Nowadays most musicians don’t get very far by limiting themselves to a single niche. That’s why becoming proficient with multiple instrument becomes not only an asset, but a increasingly popular paradigm. The multi-instrumentalist, singer, songwriter, beatboxing champion of the people, LYNX, has been taking the underground music world by storm for years now. After a stellar set at Lightning in a Bottle, she gratefully takes to time to share a few words while decompressing in her dressing room.
How are you enjoying LIB thus far?
It’s amazing. I think this is my 6th or 7th time at this festival.
Do you have any new collaborations coming out?
Definitely. I have a new song with Beats Antique. Sidecar Tommy and I wrote another new track and he is actually co-producing my new album. Jesse Rose and I did a collaboration for her title track on her album. My good friend Christopher, who was up there playing guitar [during my set] we did a collaboration as well.
That’s exactly what I’m talking about! I was speaking with an amateur singer/songwriter earlier and she was just aghast at all of the different appearances and collaborations you do.
What is the name of your new album coming out?
It’s called Light up Your Lantern.
You closed your set with the title track from that album. A great song! What was the inspiration for that one?

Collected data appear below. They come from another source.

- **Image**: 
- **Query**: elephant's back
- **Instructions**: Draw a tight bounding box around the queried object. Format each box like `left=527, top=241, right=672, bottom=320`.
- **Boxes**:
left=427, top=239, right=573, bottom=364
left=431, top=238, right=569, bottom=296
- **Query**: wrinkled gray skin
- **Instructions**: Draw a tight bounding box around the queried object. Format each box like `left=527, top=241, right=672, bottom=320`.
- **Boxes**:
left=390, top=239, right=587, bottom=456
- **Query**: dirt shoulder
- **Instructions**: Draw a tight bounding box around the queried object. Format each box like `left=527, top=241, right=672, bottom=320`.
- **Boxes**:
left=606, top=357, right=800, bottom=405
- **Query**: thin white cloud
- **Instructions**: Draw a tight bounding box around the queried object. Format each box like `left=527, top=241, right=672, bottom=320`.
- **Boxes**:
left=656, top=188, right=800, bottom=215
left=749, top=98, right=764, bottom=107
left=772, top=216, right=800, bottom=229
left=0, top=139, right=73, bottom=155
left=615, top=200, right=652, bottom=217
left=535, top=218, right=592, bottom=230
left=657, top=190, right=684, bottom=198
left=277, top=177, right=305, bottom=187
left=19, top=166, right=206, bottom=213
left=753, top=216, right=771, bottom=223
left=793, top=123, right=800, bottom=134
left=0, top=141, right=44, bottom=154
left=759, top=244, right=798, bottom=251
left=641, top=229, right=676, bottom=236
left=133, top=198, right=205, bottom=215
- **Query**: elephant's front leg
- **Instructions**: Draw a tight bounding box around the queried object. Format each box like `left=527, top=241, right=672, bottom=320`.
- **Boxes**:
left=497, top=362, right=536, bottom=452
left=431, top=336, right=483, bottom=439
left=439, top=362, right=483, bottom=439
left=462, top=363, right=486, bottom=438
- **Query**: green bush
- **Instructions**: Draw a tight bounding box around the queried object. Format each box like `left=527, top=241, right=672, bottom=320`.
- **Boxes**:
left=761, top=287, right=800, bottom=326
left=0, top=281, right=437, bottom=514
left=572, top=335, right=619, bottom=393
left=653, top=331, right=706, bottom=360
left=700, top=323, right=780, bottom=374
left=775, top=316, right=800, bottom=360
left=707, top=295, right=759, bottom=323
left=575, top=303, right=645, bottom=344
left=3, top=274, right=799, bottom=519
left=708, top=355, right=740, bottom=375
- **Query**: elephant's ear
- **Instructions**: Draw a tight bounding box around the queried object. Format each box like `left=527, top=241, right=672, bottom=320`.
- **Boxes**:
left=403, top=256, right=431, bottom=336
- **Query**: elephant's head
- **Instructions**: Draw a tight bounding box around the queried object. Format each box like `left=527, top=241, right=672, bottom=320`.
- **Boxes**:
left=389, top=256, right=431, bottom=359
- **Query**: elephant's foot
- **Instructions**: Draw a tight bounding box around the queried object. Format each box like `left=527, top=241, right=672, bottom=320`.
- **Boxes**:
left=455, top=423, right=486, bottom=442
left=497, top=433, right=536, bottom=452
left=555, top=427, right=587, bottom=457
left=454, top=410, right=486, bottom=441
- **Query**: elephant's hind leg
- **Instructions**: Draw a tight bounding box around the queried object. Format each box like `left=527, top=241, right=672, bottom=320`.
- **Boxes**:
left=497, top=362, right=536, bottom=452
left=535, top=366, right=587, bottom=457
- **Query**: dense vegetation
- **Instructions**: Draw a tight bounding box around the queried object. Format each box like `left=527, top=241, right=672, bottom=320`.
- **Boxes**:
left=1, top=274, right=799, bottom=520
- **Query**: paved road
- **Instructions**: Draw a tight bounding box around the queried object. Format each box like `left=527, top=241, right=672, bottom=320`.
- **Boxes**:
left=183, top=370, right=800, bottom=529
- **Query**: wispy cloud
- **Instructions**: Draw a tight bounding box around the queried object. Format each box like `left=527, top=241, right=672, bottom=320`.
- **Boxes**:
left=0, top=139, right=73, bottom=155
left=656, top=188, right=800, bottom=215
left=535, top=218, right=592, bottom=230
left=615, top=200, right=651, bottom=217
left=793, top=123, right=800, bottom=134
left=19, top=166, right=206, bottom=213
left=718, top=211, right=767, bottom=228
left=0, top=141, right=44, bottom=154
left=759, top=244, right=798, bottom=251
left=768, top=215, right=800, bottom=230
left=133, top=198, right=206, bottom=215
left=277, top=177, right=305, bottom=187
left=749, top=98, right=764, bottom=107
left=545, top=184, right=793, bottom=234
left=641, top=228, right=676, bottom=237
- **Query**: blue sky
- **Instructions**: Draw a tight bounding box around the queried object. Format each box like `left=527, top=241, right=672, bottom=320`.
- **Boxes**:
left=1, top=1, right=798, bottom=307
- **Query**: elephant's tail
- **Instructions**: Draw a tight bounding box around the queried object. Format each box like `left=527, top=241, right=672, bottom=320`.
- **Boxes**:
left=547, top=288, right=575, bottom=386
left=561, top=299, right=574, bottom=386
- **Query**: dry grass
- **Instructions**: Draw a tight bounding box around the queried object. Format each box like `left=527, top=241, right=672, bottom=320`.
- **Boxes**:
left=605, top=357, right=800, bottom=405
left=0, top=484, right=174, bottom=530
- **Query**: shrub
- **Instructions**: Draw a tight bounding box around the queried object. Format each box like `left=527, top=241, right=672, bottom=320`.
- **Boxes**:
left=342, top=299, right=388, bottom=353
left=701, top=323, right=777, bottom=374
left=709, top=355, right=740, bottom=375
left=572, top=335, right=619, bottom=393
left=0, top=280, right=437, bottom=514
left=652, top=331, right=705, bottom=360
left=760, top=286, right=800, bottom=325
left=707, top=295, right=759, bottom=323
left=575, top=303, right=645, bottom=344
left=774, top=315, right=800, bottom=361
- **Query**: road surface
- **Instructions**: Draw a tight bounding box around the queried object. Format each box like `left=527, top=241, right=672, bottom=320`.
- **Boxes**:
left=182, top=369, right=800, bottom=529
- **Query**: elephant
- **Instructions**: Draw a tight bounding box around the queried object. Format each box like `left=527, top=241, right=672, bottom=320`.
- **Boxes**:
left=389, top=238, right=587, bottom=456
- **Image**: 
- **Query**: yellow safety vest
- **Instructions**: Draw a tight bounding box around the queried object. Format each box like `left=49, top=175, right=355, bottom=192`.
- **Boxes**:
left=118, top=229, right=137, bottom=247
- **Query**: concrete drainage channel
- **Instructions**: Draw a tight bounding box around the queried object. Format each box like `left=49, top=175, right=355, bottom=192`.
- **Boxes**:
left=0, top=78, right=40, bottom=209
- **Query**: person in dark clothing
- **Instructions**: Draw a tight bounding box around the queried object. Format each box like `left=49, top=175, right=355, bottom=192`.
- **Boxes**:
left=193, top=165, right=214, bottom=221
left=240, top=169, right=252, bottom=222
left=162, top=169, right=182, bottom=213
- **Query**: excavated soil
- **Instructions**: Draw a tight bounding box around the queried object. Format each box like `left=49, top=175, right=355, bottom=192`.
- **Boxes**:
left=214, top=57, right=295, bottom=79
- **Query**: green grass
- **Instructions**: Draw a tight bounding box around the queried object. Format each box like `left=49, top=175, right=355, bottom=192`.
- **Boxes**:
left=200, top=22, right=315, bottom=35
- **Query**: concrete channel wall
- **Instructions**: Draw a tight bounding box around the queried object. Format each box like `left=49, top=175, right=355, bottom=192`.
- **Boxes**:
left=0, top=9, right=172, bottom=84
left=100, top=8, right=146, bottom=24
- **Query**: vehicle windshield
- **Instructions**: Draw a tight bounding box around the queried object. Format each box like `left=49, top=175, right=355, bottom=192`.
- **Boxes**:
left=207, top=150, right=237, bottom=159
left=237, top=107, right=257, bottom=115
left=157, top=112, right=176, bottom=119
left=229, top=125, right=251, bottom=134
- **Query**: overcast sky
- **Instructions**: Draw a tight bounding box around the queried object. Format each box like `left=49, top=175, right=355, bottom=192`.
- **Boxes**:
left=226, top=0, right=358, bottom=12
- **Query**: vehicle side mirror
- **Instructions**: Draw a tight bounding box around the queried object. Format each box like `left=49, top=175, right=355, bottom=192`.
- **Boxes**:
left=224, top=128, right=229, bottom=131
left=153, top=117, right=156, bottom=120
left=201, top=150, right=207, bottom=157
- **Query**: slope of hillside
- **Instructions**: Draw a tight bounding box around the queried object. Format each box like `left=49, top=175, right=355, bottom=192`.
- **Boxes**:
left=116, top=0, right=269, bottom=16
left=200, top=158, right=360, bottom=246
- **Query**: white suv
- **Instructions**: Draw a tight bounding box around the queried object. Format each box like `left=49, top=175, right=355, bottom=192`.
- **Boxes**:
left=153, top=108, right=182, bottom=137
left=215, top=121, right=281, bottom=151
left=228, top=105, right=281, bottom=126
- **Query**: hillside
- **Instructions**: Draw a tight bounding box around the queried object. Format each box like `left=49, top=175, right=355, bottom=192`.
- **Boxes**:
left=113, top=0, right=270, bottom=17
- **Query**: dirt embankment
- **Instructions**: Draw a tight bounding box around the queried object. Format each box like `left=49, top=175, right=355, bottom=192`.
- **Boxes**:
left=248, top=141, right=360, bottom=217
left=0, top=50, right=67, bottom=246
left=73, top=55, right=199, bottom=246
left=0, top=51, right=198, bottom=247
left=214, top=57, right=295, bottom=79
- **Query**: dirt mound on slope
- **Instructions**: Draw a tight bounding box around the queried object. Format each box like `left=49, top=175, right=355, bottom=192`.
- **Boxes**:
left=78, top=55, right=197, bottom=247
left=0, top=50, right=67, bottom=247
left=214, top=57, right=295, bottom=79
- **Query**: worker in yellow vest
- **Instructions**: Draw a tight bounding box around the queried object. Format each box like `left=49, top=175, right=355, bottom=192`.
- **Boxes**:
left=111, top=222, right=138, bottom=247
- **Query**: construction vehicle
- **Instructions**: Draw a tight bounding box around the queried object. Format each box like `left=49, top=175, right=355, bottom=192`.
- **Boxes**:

I actually wrote it shortly after the earthquake in Japan and the whole Fukashima incident. This was also when Occupy Wall Street was at its peak. “Blind to the money, proud of the few. You can see the bombs bursting, feel the heat, but what can you do? It’s a treacherous world and it’s tried and it’s true. It’s a treacherous tide, when it turns what can you do?” It’s all about nature being bigger than us. We are the ants, but humans are amazing with their ability to strive and rebuild.
Were you actively involved in Occupy Oakland?
Yeah, absolutely. I was down there a few times. I did some performances there. Big ups on that movement. It’s good to see people at least talking about things and having that conversation. That is the most important part, no matter what the outcome it. We want the world to change, but I think the start of that is talking about that is going on.
Talking about the situation is the first step toward a revolution.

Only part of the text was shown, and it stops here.